Preparation of fixed, sectioned material.

For histological analysis, nodules were excised and fixed in 50 mM potassium phosphate buffer (pH 7.4) containing 4% paraformaldehyde, 3% glutaraldehyde, and 4% sucrose. Samples were subjected to short pulses of gentle vacuuming until they sank, and after 3 h, they were rinsed in phosphate buffer. After fixation, the samples were rinsed three times with the same buffer, dehydrated by passage through a series of graded ethanol, and embedded in PolyBed 812 resin (Polyscience). Semithin sections (1 to 2 μm thick) were obtained with an Ultracut UCT apparatus (Leica); for optical observation, samples were stained with toluidine blue (0.04% in distilled water) and photographed with a Zeiss (Jena, Germany) Axiophot microscope equipped with a digital camera (Coolpix 995; Nikon).

Nucleotide sequence accession numbers.

The nucleotide sequences obtained in this study have been submitted to GenBank under the accession numbers GQ249912, GQ249913, GQ249914 and GQ249915.

RESULTS

Isolation and characterization of GA1 derivatives GA11 and GA12 by Tn5 mutagenesis.

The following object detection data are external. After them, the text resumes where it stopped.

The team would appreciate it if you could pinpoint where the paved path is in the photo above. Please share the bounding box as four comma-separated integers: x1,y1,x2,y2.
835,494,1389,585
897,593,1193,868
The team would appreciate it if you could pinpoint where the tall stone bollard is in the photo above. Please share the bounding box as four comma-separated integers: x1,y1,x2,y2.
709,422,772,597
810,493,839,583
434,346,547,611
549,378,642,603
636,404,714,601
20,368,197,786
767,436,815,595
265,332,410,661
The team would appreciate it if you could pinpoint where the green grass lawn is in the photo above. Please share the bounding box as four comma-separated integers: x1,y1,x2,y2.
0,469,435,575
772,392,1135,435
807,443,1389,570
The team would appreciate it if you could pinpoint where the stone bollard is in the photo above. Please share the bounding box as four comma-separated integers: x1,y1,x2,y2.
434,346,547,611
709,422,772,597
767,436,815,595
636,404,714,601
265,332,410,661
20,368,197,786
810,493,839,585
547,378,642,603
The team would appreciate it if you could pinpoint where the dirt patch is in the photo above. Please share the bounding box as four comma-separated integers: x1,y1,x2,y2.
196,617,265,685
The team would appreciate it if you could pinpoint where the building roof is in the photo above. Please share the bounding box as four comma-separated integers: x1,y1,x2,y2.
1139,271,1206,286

Random insertion mutagenesis of R. tropici GA1 was done by conjugal transfer of pSUP202-1::Tn5 using E. coli S17-1 as the donor (31). Transconjugants were selected on PY solid medium containing Nal, Gm, and Km. From a collection of ca. 1,000 Tn5-derived isolates, four mutant strains that were unable to grow on MM with succinate as a sole carbon source were identified. Two of them, strains GA11 and GA12, were able to grow on MM with glucose as the sole carbon source and were thus used for further characterization as perspective mutants of an alternative succinate transport system. Figure 1 shows the growth profiles for strains GA1 and GA11 and that of their derivatives carrying plasmid pTH24 (39) or pRTD1 (5) with dctABD genes from Sinorhizobium meliloti or R. tropici, respectively. GA12 and derivative strains exhibited the same growth profiles as GA11 and corresponding derivatives grown under the same conditions (data not shown). Transconjugants maintaining the rhizobial dct loci were able to grow on DCAs, suggesting that in strains GA11 and GA12, sequences required for DctA-independent succinate transport had been disrupted by the Tn5 insertions.

FIG. 1.

FIG. 1.

Growth of R. tropici strains on different carbon sources. Cells were grown in PY medium for 24 h, centrifuged, and suspended in MM supplemented with 10 mM NH4Cl and 20 mM of the indicated carbon substrate. Cultures were incubated in a rotary shaker at 30°C. ⧫, glucose; ▪, succinate; ○, fumarate; ▴, 2-oxoglutarate. O.D., optical density.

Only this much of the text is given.